The prevalence of anosmia in patients with severe acute respiratory syndrome caused by the SARS-CoV-2 with traditional symptoms was found out only in 19% of patients requiring hospitalization 50% of whom eventually required hospital admission [27].

The Italian experience in Lombardy also showed how only 33% of patients had impairment of the olfactory and gustatory function, while up to 72.8% presented with pneumonia at the time of hospital admission [25].

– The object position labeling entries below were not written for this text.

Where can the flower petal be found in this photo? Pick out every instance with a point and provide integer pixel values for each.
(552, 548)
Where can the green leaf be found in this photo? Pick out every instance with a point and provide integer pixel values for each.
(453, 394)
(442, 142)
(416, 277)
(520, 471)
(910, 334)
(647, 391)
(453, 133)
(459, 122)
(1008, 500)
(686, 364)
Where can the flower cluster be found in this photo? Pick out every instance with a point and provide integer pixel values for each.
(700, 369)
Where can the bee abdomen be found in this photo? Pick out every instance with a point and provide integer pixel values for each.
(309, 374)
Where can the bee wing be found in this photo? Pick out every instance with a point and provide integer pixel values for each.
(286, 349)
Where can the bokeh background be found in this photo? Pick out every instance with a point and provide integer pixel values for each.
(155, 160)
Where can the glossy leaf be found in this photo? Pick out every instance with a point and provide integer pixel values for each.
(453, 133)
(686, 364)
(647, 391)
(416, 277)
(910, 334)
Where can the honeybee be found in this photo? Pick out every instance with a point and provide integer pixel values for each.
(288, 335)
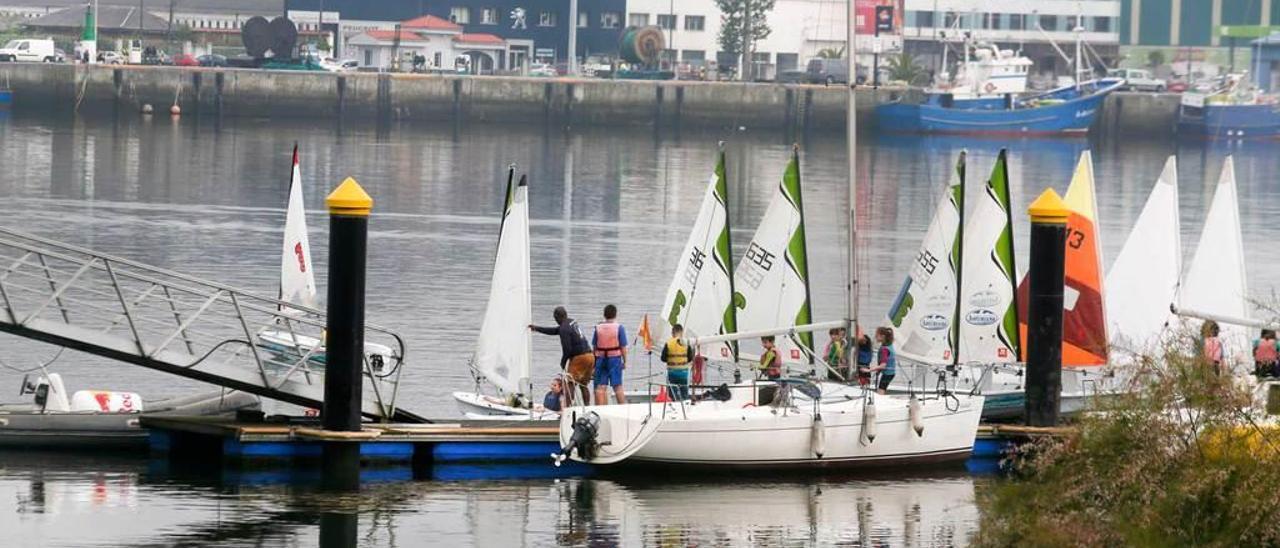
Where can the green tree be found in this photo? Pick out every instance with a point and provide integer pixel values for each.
(734, 13)
(903, 67)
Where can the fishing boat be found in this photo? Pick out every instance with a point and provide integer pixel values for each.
(97, 420)
(298, 287)
(503, 352)
(1064, 110)
(1232, 110)
(791, 423)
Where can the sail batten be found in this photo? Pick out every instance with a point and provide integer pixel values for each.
(700, 293)
(772, 279)
(503, 348)
(923, 314)
(297, 277)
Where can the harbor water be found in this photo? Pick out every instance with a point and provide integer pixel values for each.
(609, 210)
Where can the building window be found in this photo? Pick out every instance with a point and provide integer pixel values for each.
(789, 62)
(460, 14)
(609, 19)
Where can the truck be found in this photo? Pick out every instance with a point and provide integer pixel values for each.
(32, 50)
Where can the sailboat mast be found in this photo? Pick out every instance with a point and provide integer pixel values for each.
(851, 138)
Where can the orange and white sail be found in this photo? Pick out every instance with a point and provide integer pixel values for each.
(1084, 333)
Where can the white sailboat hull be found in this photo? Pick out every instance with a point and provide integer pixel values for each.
(737, 433)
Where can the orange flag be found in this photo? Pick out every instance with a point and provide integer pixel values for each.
(645, 334)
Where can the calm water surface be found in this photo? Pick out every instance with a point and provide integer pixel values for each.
(609, 211)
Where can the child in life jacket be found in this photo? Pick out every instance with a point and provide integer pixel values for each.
(1266, 355)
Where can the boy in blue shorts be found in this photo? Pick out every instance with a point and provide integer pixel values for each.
(611, 356)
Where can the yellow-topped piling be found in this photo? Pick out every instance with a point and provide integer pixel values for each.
(1048, 208)
(350, 199)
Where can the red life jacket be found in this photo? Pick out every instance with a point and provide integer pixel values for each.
(607, 343)
(1265, 352)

This meta-analysis demonstrates that anosmia although less prevalent than the traditionally accepted symptoms of cough and fever nevertheless is not uncommon and should be used as a warning symptom for further testing.

Conclusions

Patients with sudden isolated olfactory dysfunction without any other symptoms except possible gustatory symptoms should be investigated for COVID-19. This may prevent the risk of spreading the disease from patients who are apparently healthy and therefore considered non-contagious. They might never develop traditional symptoms like cough, fever and dyspnoea. They may continue regular social and working activity, thereby increasing chances of spreading the infection to others. Isolating paucisymptomatic patients, that may well be in a greater percentage of infected people, will assist to contain the disease faster and in a more effective way. As our knowledge of the disease grows, we can recognize new emerging symptoms of the disease that can help us to trace and isolate more precisely. Recognizing COVID-19 in an anosmic patient with no other symptoms can help flatten the curve and a recurrence of the disease, guiding preventive measures.

Limitations of the study

This meta-analysis has several limitations. The first limitation is a lack of homogeneity in providing a true prevalence of anosmia in COVID-19. Secondly, this symptom very often presented as “loss of smell”, and sometimes, it is pooled with data related to gustatory dysfunctions. Different methods of assessing anosmia were used in literature, and different groups of patients were recruited as well that is bound to raise confounding variables for meaningful deductions. All these limitations are probably responsible for the large heterogeneity revealed by the three meta-analyses showed in this paper. This issue deserves more attention in the future.